Efficacy of LY233053, a competitive glutamate antagonist, in experimental central nervous system ischemia.[Pubmed:1727148]
J Neurosurg. 1992 Jan;76(1):106-10.
Antagonists of excitatory amino acids appear to serve a neuroprotective role during ischemic conditions in a variety of in vivo and in vitro models. The usefulness of such agents in the clinical setting, however, may be limited by poor central nervous system (CNS) entry and intolerable side effects. The authors report high efficacy in reducing neurological damage and relatively limited side effects of LY233053, a novel competitive glutamate antagonist, in two models of experimental CNS ischemia in the rabbit.
Pharmacological characterization of LY233053: a structurally novel tetrazole-substituted competitive N-methyl-D-aspartic acid antagonist with a short duration of action.[Pubmed:2148188]
J Pharmacol Exp Ther. 1990 Dec;255(3):1301-8.

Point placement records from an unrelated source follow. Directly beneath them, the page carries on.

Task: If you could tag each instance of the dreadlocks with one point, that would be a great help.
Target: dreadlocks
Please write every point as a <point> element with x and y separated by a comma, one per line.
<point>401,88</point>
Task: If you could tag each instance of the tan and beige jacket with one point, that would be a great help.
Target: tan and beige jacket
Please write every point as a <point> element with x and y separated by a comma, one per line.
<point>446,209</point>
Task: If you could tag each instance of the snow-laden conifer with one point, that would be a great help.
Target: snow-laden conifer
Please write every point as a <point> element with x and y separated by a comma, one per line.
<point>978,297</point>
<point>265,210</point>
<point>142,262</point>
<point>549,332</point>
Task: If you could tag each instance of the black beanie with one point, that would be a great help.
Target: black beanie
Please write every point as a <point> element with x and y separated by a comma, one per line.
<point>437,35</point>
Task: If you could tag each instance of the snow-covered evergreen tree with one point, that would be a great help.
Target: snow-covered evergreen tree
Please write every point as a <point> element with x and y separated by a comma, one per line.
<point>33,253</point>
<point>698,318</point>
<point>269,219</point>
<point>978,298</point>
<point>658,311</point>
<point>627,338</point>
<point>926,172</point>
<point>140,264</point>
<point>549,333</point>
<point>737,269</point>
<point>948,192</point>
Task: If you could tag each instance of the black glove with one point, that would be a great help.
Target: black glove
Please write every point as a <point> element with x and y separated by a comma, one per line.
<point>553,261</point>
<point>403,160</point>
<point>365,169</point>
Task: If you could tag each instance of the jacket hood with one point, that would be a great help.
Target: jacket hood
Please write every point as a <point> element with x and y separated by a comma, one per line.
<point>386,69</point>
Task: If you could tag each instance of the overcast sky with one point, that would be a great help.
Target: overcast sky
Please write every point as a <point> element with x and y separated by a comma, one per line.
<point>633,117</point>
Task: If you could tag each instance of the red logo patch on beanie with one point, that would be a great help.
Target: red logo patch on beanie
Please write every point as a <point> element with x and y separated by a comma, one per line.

This study reports the activity of a structurally novel excitatory amino acid receptor antagonist, LY233053 [cis-(+-)-4-[(2H-tetrazol-5-yl)methyl]piperidine-2-carboxylic acid], the first tetrazole-containing competitive N-methyl-D-aspartic acid (NMDA) antagonist. LY233053 potently inhibited NMDA receptor binding to rat brain membranes as shown by the in vitro displacement of [3H] CGS19755 (IC50 = 107 +/- 7 nM). No appreciable affinity in [3H]alpha-amino-3-hydroxy-5-methylisoxazole-4-propionic acid (AMPA) or [3H]kainate binding assays was observed (IC50 values greater than 10,000 nM). In vitro NMDA receptor antagonist activity was further demonstrated by selective inhibition of NMDA-induced depolarization in cortical wedges (IC50 = 4.2 +/- 0.4 microM vs. 40 microM NMDA). LY233053 was effective after in vivo systemic administration in a number of animal models. In neonatal rats, LY233053 selectively blocked NMDA-induced convulsions (ED50 = 14.5 mg/kg i.p.) with a relatively short duration of action (2-4 hr). In pigeons, LY233053 potently antagonized (ED50 = 1.3 mg/kg i.m.) the behavioral suppressant effects of 10 mg/kg of NMDA. However, a dose of 160 mg/kg, i.m., was required to produce phencyclidine-like catalepsy in pigeons. In mice, LY233053 protected against maximal electroshock-induced seizures at lower doses (ED50 = 19.9 mg/kg i.p.) than those that impaired horizontal screen performance (ED50 = 40.9 mg/kg i.p.). Cholinergic and GABAergic neuronal degenerations after striatal infusion of NMDA were prevented by single or multiple i.p. doses of LY233053. In summary, the antagonist activity of LY233053 after systemic administration demonstrates potential therapeutic value in conditions of neuronal cell loss due to NMDA receptor excitotoxicity. The relatively short duration of action of LY233053 may make this compound particularly advantageous as a neuroprotective agent in the treatment of acute conditions such as cerebral ischemia.